Another Day After
—May 25th, 2022
I’m looking at nothing
out the window trying to remember
the last time it wasn’t raining
when our kindergartner’s voice rings out
clear as forked lightning
through a mouthful of Cheerios:
my safe spot is under the teacher’s desk
only four of us can fit
I try to stop the next thought
before it clouds grey in my mind
distilled and terrible as a storm in the casing
of my skull.
Her older sister, a fifth-grader not to be outdone
recites her pledge:
my country ‘tis of thee
Alert
Lockdown
Inform
Counter
Evacuate
sweet land of liberty…
Oh America
you cling to your violence
tighter than a security blanket, don’t you?
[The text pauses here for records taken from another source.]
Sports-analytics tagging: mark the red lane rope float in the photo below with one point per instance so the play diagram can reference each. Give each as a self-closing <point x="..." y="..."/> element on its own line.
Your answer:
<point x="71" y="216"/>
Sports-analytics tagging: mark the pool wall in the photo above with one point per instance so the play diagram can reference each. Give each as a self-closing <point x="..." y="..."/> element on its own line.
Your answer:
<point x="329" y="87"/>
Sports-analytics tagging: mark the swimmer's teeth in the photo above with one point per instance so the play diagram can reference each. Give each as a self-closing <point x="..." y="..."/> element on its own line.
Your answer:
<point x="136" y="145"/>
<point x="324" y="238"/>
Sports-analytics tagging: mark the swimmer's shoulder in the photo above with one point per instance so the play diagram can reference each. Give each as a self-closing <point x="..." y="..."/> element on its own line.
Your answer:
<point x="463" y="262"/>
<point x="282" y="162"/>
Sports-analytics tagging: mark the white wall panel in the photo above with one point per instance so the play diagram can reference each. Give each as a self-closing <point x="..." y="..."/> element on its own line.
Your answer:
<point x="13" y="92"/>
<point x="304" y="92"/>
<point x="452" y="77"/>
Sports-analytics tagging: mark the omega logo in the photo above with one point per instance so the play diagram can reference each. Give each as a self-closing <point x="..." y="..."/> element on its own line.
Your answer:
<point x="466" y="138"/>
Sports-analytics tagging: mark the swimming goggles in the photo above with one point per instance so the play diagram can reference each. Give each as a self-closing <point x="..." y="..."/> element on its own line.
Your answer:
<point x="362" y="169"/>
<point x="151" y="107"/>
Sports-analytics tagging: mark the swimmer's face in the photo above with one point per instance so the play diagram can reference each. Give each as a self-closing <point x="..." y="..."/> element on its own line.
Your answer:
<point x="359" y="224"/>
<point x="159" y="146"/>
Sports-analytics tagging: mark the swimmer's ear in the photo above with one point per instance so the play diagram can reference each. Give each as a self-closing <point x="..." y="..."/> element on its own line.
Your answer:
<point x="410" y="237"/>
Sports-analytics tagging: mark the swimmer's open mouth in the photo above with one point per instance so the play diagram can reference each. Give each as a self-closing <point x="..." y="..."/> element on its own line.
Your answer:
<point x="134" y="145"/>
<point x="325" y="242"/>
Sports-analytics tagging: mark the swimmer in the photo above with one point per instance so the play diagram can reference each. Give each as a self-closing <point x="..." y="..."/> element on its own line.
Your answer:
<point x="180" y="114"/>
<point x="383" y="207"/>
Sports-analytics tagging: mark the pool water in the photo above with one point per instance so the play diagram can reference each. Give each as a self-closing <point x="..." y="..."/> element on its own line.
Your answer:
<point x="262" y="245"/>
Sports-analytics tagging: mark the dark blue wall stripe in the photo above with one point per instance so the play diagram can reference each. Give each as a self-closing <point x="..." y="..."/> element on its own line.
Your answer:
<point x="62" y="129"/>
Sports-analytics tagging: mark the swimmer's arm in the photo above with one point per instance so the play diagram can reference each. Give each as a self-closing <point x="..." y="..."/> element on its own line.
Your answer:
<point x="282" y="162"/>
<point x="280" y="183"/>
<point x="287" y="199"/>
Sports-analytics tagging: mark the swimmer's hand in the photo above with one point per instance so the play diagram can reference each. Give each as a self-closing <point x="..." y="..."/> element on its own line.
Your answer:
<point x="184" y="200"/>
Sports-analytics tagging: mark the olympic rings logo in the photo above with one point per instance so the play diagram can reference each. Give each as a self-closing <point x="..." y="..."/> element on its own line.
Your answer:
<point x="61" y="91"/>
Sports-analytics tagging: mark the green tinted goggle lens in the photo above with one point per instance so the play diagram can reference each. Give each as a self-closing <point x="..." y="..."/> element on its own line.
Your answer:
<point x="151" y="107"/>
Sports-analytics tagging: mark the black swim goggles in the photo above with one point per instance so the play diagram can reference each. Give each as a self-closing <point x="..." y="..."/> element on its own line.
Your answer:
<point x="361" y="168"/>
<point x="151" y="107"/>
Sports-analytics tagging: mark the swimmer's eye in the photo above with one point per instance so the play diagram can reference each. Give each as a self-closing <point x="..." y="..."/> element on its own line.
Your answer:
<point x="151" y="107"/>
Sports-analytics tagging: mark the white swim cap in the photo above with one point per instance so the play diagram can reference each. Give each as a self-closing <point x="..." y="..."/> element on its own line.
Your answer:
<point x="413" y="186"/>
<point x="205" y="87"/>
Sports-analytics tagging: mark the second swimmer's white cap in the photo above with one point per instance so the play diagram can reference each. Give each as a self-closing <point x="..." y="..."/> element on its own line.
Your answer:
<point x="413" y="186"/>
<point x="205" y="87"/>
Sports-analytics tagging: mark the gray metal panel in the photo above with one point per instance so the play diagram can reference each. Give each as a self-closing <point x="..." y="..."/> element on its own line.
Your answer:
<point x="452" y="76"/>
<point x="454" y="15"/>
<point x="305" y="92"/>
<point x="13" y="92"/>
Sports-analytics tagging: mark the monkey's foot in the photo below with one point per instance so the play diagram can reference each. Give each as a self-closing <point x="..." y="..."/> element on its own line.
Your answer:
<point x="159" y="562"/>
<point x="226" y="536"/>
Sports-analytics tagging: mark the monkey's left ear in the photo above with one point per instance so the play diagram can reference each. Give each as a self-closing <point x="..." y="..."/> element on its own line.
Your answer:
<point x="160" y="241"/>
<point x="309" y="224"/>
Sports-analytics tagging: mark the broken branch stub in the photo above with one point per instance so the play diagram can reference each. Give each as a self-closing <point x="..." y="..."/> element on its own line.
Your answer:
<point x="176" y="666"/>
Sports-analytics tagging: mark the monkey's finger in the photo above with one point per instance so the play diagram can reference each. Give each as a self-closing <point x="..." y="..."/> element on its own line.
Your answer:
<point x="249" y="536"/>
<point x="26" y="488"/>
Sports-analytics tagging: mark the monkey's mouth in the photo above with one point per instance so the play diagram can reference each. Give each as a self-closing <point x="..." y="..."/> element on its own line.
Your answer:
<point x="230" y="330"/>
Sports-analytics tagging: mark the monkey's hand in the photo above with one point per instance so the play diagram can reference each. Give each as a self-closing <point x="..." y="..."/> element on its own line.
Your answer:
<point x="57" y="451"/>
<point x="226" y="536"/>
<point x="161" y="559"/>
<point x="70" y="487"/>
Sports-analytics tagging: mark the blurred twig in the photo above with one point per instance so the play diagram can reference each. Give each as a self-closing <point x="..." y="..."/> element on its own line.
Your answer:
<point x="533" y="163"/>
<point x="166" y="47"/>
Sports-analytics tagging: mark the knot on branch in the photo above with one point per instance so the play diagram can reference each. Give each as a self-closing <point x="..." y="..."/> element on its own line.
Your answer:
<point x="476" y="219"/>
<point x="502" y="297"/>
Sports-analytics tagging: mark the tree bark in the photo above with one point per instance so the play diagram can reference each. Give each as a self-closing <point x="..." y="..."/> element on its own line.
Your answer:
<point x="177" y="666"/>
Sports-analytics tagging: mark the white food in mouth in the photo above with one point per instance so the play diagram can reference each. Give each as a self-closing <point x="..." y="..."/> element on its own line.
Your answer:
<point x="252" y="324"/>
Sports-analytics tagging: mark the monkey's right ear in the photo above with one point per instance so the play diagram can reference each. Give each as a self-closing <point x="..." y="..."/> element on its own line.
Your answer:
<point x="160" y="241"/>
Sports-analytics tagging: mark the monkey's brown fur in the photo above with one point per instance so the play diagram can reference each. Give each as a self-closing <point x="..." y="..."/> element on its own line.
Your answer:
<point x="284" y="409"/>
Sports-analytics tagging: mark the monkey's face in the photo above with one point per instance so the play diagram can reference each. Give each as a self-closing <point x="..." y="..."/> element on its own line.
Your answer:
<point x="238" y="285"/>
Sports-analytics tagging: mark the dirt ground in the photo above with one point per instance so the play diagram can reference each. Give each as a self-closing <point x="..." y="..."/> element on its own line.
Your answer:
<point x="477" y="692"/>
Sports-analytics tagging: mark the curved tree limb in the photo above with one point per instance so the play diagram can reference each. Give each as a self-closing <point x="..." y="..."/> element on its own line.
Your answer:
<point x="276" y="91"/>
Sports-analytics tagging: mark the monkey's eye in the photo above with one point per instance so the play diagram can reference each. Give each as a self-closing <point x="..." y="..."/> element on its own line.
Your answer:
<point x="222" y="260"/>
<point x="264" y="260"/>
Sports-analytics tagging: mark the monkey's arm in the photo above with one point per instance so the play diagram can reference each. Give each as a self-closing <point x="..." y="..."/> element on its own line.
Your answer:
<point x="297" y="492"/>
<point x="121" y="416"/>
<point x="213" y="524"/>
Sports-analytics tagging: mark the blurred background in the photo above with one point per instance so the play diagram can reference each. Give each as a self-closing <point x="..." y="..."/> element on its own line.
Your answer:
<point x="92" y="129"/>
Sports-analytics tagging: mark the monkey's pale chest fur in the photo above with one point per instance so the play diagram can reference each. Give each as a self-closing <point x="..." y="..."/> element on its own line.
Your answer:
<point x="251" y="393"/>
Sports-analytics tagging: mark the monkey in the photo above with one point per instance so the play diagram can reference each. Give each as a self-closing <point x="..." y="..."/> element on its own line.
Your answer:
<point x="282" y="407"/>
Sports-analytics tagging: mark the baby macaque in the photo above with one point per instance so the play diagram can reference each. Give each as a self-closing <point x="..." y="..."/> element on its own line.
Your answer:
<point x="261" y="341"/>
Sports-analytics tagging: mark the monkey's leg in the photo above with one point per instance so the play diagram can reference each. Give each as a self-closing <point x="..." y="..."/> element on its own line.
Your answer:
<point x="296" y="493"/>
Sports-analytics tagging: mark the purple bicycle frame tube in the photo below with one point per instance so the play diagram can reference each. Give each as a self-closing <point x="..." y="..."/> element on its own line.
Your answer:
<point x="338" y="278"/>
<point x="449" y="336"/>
dragging its tatters behind you
long after you should’ve outgrown it.
Your newsfeed is engorged
on blood like a spring tick.
You offer only prayers
as empty as air
in the brief silence
between this flood of bullets
and the next.
The rivers are rising in the downpour.
They are shrugging off the vulnerable
shale of their banks.
———
When we drop our girls off at school this morning
we take them right up to the door
open the door for them
fold their umbrellas
watch them walk through and away
until there is nothing left in the closing glass
but our own faces wet in the endless rain.
by Lane Henson
Editor’s Note: This lament demonstrates the only way poetry and art can grapple with absolute tragedy—stuttering, shocked, inadequate.